The table below summarizes the six interpolation types (4–9) extended from Hyndman and Fan (1996) to incorporate sampling weights, as described in Scarpa et al. (2025) .
| Type | Estimator \(\widehat{r}_k\) | Interpolation \(\widehat{m}_k\) | Selection rule for \(k\) |
| 4 | \(W_k / W_n\) | 0 | \(W_{k-1} \le W_n p < W_k\) |
| 5 | \((W_k - \tfrac{1}{2} w_k) / W_n\) | \(w_k / 2\) | \(W_{k-1} - \tfrac{w_{k-1}}{2} \le W_n p < W_k - \tfrac{w_k}{2}\) |
| 6 | \(W_k / (W_n + w_n)\) | \(w_n p\) | \(W_{k-1} \le (W_n + w_n)p < W_k\) |
| 7 | \(W_{k-1} / W_{n-1}\) | \(w_k - w_n p\) | \(W_{k-2} \le W_{n-1}p < W_{k-1}\) |
| 8 | \((W_k - \tfrac{1}{3}w_k) / (W_n + \tfrac{w_n}{3})\) | \(\tfrac{w_k}{3} + \tfrac{w_n}{3}p\) | \(W_{k-1} - \tfrac{w_{k-1}}{3} \le (W_n - \tfrac{w_n}{3})p < W_k - \tfrac{w_k}{3}\) |
| 9 | \((W_k - \tfrac{3}{8}w_k) / (W_n + \tfrac{1}{4}w_n)\) | \(\tfrac{3}{8}w_k + \tfrac{w_n}{4}p\) | \(W_{k-1} - \tfrac{3w_{k-1}}{8} \le (W_n + \tfrac{w_n}{4})p < W_k - \tfrac{3w_k}{8}\) |
The function supports several interpolation rules (types 4–9) and extends the quantile definitions in Hyndman and Fan (1996) to incorporate sampling weights. For unweighted data, the function returns the standard R quantiles.
The Harrell–Davis estimator ("HD") is extended to the weighted case as proposed in Kreutzmann (2018) , by redefining the weighting coefficients \(\widehat{\mathcal{W}}_j(p)\) for order statistics as:
$$ \widehat{\mathcal{W}}_j(p) = b_{(W_j / W_n)}\{(W_n + w_n)p, W_n - (W_n + w_n)p + w_n\} - b_{(W_{j-1}/W_n)}\{(W_n + w_n)p, W_n - (W_n + w_n)p + w_n\}, $$
where \(b_x(a,b)\) denotes the incomplete beta function.
The resulting quantile estimator is \(\widehat{Q}_{HD}(p) = \sum_{j \in s} \widehat{\mathcal{W}}_j(p) y_{(j)}.\) For unweighted data, the function returns the Harrell-Davis quantile estimator.
References
Harrell FE, Davis CE (1982). “A new distribution-free quantile estimator.” Biometrika, 69, 635–640.
Hyndman RJ, Fan Y (1996). “Sample quantiles in statistical packages.” The American Statistician, 50, 361–365.

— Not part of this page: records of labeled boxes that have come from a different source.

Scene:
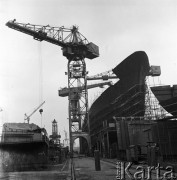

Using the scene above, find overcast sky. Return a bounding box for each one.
[0,0,177,139]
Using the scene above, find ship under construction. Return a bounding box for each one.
[89,51,177,166]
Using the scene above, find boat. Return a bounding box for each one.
[89,51,177,160]
[0,123,49,171]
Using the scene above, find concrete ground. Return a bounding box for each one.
[0,156,177,180]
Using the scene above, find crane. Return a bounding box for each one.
[59,81,112,132]
[25,101,45,124]
[58,81,112,97]
[6,19,99,154]
[87,69,118,81]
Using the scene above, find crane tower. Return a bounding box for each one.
[6,19,99,154]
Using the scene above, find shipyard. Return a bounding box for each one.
[0,0,177,180]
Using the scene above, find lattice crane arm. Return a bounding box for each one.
[6,20,99,59]
[87,69,118,81]
[59,81,112,97]
[25,101,45,123]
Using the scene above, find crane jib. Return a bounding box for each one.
[6,20,99,59]
[6,21,66,47]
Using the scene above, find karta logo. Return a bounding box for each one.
[116,162,177,180]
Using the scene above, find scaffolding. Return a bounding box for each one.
[144,76,171,120]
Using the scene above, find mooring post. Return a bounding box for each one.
[94,150,101,171]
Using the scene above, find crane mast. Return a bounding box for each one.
[6,19,99,154]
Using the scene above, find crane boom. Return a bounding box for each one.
[25,101,45,123]
[6,20,99,59]
[87,70,118,81]
[58,81,112,97]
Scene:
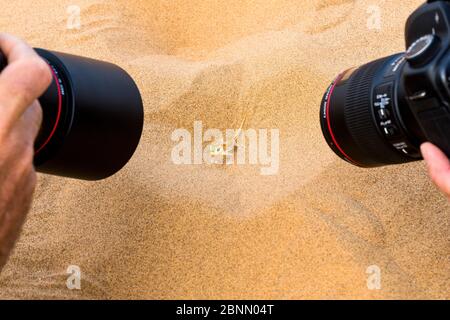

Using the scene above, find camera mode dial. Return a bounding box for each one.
[405,34,439,66]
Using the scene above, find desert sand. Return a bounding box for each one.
[0,0,450,299]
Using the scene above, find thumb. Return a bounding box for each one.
[421,142,450,197]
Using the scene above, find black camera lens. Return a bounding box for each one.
[320,54,424,168]
[34,49,144,180]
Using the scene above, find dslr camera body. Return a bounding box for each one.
[320,0,450,168]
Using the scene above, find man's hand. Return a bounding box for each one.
[421,142,450,200]
[0,33,52,271]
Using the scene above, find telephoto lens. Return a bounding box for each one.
[0,49,144,180]
[320,0,450,168]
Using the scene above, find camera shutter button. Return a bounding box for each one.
[405,34,439,66]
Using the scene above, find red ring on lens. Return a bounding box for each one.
[35,65,62,155]
[325,72,361,167]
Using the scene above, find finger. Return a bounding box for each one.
[0,34,52,125]
[421,142,450,196]
[0,33,36,63]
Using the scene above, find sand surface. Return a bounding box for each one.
[0,0,450,299]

Kreutzmann AK (2018). “Estimation of sample quantiles: challenges and issues in the context of income and wealth distributions.” AStA Wirtschafts-und Sozialstatistisches Archiv, 12, 245–270.
Scarpa S, Ferrante MR, Sperlich S (2025). “Inference for the quantile ratio inequality index in the context of survey data.” Journal of Survey Statistics and Methodology. doi:10.1093/jssam/smaf024 .
Examples
data(synthouse)
y <- synthouse$eq_income
w <- synthouse$weight
# Unweighted quantiles
csquantile(y, probs = c(0.25, 0.5, 0.75), type = 6)
#> 25% 50% 75%
#> 12910.48 20429.20 32529.02
# Weighted quantiles
csquantile(y, weights = w, probs = c(0.25, 0.5, 0.75), type = 6)
#> 25% 50% 75%
#> 12353.29 20014.17 32222.93
# Harrell-Davis estimator
csquantile(y, weights = w, probs = c(0.25, 0.5, 0.75), type = "HD")
#> 25% 50% 75%
#> 12352.14 20017.37 32213.50